A New York più la casa è piccola, più si vivrà meglio

L’estate scorsa aveva fatto un po’ rumore la proposta del sindaco di New York, Michael Bloomberg, e del suo programma denominato adAPT NYC Competition, per realizzare un intero edificio di “micro appartamenti” a Manhattan. Ora che il concorso d’idee è concluso, vediamo i risultati.

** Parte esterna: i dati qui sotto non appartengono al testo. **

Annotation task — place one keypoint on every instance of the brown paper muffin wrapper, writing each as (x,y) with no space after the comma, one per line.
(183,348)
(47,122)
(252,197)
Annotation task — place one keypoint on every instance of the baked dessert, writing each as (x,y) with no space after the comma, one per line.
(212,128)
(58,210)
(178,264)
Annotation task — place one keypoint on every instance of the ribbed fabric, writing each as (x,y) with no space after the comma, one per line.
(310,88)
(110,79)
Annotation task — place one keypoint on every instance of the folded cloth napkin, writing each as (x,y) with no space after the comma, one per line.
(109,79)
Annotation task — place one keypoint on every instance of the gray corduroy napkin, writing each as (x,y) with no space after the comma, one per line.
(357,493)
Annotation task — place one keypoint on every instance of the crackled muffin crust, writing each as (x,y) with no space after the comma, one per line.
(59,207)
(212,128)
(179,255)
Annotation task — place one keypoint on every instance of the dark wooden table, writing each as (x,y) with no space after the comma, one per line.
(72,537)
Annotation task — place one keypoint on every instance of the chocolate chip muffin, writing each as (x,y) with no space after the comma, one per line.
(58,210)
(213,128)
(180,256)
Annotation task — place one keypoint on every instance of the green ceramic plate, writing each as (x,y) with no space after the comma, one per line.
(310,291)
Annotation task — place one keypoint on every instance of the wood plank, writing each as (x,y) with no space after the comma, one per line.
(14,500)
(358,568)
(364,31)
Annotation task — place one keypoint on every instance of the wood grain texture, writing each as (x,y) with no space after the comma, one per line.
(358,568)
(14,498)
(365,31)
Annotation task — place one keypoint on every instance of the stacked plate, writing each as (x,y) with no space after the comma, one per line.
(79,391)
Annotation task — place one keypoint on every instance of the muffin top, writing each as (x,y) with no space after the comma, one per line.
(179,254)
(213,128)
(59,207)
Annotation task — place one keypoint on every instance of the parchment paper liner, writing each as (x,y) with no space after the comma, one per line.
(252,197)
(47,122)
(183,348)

La notizia in realtà ha già qualche settimana, e viene ben descritta dal New York Times, ma è una notizia che comunque merita di essere approfondita. Il progetto vincitore, il “My Micro NY”, prevede la costruzione di un palazzo di 55 appartamenti prefabbricati con metrature che vanno da i 23 ai 37 metri quadrati, con il 40% delle abitazioni a un prezzo calmierato, con affitti compresi tra i 914 e i 1.873 dollari al mese. L’edificio comunque non farà risparmio sui servizi, fornendo una terrazza comune, una lavanderia e una sala bici: tutto all’insegna dell’economicità e della “filosofia” green.

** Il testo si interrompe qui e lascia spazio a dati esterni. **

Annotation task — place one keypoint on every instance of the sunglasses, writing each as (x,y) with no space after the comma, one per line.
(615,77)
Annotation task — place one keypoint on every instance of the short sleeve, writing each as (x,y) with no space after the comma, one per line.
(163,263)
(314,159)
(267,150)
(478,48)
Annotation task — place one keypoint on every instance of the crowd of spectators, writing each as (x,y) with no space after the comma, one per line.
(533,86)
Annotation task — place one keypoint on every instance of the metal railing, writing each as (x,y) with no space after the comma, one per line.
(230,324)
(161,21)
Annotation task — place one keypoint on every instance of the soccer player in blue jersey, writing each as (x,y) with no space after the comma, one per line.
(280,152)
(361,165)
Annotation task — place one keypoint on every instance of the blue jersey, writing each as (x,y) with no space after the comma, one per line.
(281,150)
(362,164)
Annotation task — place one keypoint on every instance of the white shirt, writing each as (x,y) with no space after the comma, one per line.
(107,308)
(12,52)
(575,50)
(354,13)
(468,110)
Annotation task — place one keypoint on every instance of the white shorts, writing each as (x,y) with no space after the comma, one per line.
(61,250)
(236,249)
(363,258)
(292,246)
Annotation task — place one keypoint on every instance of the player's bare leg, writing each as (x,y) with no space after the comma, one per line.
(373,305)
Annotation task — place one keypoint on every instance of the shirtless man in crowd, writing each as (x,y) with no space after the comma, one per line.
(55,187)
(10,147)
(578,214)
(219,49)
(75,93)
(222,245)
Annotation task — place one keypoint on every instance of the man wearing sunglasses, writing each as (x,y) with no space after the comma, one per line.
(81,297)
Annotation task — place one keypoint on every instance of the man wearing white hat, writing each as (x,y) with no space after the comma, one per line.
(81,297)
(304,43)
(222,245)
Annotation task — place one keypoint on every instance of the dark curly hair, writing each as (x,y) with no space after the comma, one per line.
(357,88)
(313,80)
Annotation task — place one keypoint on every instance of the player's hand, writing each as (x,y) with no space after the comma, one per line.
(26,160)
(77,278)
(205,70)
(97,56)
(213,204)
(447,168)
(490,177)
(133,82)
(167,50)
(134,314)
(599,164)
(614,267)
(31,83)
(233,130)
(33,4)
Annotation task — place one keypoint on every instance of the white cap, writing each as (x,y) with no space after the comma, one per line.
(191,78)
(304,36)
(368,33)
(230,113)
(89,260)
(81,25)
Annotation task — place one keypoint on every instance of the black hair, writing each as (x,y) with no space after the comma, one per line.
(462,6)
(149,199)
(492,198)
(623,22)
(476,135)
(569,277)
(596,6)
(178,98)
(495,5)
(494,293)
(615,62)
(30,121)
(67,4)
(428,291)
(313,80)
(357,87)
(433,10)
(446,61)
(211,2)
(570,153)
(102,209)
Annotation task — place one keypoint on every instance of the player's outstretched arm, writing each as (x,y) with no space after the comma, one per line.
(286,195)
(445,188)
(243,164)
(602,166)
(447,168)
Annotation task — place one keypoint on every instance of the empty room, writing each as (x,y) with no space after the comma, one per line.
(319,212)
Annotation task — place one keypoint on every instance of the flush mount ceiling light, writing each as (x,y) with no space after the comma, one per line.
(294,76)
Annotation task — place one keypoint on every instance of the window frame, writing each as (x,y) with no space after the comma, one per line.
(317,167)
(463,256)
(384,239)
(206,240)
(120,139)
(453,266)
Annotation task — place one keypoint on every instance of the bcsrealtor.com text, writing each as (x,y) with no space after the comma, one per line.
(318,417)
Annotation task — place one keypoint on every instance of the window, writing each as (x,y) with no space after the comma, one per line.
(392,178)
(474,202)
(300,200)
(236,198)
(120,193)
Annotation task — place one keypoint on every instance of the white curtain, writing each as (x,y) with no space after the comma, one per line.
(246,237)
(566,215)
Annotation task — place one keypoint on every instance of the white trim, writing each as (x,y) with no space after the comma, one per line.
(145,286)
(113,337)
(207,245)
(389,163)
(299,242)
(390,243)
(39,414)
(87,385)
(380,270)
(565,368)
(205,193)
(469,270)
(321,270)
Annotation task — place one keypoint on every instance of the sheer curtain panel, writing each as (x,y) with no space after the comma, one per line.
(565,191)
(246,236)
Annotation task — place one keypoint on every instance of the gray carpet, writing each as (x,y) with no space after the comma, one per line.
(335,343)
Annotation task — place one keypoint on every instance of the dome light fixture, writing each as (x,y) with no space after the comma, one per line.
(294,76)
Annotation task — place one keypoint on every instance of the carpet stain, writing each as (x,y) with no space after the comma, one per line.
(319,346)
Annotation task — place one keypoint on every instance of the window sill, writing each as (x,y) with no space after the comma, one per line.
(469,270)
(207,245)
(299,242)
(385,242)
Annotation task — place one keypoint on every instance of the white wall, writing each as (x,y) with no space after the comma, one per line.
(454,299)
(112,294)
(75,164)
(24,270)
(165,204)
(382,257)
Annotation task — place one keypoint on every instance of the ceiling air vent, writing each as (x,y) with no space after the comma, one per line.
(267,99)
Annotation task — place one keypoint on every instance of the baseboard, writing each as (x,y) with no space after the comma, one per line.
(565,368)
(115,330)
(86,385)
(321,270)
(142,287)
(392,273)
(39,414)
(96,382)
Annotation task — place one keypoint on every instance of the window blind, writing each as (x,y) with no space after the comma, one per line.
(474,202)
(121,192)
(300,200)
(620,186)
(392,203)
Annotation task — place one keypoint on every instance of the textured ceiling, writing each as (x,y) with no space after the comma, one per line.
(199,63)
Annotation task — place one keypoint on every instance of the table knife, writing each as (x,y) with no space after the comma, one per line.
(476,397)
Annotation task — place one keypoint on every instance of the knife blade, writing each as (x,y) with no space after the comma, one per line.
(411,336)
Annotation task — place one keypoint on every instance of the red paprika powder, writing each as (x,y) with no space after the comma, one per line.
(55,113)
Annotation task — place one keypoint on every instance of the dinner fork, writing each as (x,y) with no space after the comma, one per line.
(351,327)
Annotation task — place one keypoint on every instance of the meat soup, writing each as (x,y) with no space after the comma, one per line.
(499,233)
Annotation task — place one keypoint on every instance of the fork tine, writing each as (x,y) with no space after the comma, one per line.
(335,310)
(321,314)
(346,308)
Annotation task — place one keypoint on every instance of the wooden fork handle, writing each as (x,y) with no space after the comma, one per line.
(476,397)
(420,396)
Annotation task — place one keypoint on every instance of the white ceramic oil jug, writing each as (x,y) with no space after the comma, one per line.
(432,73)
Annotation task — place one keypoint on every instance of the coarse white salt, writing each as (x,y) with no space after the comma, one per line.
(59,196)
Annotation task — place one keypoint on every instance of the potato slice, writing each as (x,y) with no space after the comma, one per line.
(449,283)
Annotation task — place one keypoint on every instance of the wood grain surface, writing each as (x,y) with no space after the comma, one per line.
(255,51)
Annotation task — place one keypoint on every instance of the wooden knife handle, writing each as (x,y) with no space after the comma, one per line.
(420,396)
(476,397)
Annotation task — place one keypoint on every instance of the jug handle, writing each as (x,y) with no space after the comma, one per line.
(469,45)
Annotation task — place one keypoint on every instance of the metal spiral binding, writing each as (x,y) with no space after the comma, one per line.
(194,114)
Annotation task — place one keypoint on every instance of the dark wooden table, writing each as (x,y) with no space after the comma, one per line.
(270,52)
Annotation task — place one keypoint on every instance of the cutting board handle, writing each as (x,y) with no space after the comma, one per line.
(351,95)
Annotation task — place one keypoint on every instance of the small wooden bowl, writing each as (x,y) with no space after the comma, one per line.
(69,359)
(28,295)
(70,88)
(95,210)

Secondi i dati dell’amministrazione comunale di New York ci sono 1,8 milioni di famiglie formate da una o due persone, ed è questo appunto il target di riferimento del concorso: proprio per fare fronte a questo problema abitativo le case non potevano essere più grandi di 37 metri quadrati, anche se, per contraltare il problema sta proprio nel fatto che nella città il piano regolatore vieti di costruire appartamenti più piccoli di 37 metri quadrati. Ma questa è un’altra storia.

Piccolo è bello. Così si intitola il libro dell’economista inglese, Ernest F. Schumacher, divenuto un bestseller alla fine degli anni settanta del secolo scorso, ed è uno slogan che può essere usato in diversi casi, tra cui questo. E voi, andreste a vivere in una casa così?